Thanks for this link but your username also makes this pretty sus. 😜
This is a privacy community lol, I think you know why people use throwaways.
privacyguides.org have been a reputable source of information, also you aren’t suppose to just click hyperlinks without hovering over it and verifying that it is a trustwothy link anyways.
Ya. It was a joke.
It’s focused on ensuring there is no middleman between you and the other party, but it does not have a goal to provide anonymous messaging. Sadly.
Signal IS the middleman.
no middleman
Signal is not P2P
No but it’s e2ee.
deleted by creator
End-to-end encryption have been designed so that a “middleman” such as Signal can’t read your conversation. Signal goes even further by encrypting metadata protecting other information such as who you’re talking too and at what time (some technical and targeted attack could however determined these).
In asymetrical cryptography we tend to assume that what we call middleman is a third-party placed between the two peers during the public key exchanges (such as handshake). Signal is indeed a middleman on the infrastructure level but the software has been designed to protect you from middlemen having access to the raw, unencrypted data.

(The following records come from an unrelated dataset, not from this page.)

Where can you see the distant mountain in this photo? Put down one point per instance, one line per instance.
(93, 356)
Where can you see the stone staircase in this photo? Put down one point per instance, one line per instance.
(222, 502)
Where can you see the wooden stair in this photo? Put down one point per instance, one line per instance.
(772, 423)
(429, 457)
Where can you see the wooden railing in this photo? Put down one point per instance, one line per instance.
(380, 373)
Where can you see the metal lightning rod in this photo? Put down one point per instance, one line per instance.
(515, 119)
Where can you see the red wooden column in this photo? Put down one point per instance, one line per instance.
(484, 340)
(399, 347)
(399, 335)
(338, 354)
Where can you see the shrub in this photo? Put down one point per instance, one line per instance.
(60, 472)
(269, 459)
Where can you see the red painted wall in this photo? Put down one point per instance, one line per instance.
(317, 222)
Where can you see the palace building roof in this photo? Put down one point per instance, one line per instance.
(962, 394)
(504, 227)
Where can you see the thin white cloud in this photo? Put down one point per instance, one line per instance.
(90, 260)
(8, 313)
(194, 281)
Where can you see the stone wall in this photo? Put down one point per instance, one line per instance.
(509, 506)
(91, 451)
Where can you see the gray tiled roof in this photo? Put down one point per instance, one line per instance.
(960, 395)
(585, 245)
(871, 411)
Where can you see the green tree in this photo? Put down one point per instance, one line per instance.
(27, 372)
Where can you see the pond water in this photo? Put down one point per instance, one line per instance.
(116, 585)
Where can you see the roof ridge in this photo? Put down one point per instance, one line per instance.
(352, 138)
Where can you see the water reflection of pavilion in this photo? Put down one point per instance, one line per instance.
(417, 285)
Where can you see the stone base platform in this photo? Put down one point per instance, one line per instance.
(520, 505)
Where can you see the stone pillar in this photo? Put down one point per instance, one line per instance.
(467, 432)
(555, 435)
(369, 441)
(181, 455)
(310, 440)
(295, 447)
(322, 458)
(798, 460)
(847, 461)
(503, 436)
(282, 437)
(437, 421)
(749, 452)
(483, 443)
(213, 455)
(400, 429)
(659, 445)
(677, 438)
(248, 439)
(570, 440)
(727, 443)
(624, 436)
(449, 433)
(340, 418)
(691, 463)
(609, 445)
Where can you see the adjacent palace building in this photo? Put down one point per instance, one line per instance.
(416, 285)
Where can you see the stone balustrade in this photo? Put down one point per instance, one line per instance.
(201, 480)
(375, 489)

That say if you don’t verify your peer’s public key it’s not impossible that someone has done a man-in-the-middle attack and that you’re sending message to him and he’s rerouting them to your peer, etc… However this is unrealistic for the average person.

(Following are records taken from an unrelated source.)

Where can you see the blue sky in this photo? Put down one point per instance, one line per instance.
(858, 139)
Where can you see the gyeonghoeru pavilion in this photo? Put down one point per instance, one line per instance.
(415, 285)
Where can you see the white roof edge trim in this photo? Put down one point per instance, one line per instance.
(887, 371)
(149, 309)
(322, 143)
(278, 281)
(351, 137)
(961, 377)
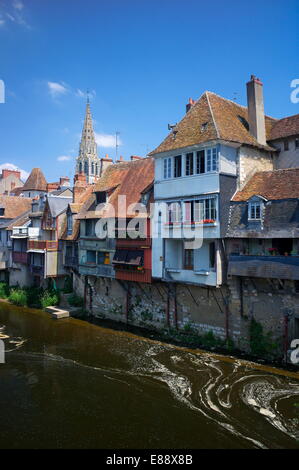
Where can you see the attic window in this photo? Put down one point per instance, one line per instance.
(244, 122)
(254, 211)
(101, 197)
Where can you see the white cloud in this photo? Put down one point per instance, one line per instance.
(11, 166)
(18, 5)
(56, 89)
(64, 158)
(106, 140)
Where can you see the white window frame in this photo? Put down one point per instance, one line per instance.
(167, 168)
(253, 206)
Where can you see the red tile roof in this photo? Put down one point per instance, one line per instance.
(14, 206)
(285, 127)
(272, 185)
(213, 117)
(35, 181)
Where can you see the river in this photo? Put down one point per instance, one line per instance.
(71, 384)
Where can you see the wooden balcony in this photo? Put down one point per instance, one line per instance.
(144, 275)
(271, 267)
(98, 270)
(42, 245)
(20, 257)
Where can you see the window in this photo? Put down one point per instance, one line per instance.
(189, 164)
(189, 259)
(101, 197)
(200, 162)
(91, 257)
(174, 212)
(212, 255)
(210, 209)
(201, 210)
(167, 168)
(254, 211)
(88, 227)
(178, 166)
(103, 257)
(211, 160)
(69, 224)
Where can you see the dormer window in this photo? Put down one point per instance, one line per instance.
(254, 211)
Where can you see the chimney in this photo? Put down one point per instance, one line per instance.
(105, 162)
(256, 114)
(135, 157)
(190, 104)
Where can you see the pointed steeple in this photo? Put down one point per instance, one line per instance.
(88, 161)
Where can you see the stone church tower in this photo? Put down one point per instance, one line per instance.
(88, 162)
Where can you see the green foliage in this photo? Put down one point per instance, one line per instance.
(4, 290)
(18, 297)
(261, 344)
(49, 298)
(76, 301)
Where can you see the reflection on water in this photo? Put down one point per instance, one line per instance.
(72, 384)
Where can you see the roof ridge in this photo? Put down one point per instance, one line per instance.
(237, 104)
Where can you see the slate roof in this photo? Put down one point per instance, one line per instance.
(35, 181)
(213, 117)
(14, 206)
(285, 127)
(277, 184)
(280, 220)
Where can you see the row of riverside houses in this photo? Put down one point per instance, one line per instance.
(206, 236)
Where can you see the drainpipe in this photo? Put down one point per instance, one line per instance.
(175, 309)
(167, 308)
(287, 315)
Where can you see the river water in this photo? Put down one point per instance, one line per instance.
(70, 384)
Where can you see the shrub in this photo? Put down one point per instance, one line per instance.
(49, 298)
(76, 301)
(18, 297)
(4, 290)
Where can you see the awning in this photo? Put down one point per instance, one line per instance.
(128, 257)
(120, 257)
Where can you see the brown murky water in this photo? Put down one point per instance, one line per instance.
(70, 384)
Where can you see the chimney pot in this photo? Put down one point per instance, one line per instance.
(256, 114)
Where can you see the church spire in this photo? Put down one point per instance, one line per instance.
(88, 161)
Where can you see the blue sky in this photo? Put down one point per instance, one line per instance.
(141, 60)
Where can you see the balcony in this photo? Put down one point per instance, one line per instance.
(144, 275)
(20, 257)
(98, 270)
(42, 245)
(271, 267)
(39, 270)
(24, 232)
(71, 261)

So even if it’s not a p2p infrastructure but some centralized servers we can assume that there is no middleman thanks to e2ee.
You can’t just write three paragraphs (that contain half-truth, half-misinformation) about how Signal is the middleman and then conclude “you can assume there’s no middleman”. You can’t assume that. Signal is the middleman. There’s no arguments to be made against this. Signal doesn’t claim they aren’t the middleman either.
Do you know that using most P2P messenger you still rely on multiple ISP and big tech owned communication wire in order for your message to get delivered, even if there is no central server ?
What’s your point?
Of course. Sorry, but I meant no middleman as in minifying the role of the server in your messahing. Signal’s goal is to ensure the server cannot have access to your messages and its only role is to receive and send data.
THATS WRONG! Signal Server can just do a man in the middle as you try connecting to your contact for the first time. You need to verify the fingerprint manually which is not very obvious and present in the UI. In SimpleX.chat you automatically verify the fingerprint, as its the way to establish the chat to your contact and is included in the way you distribute the contact to you.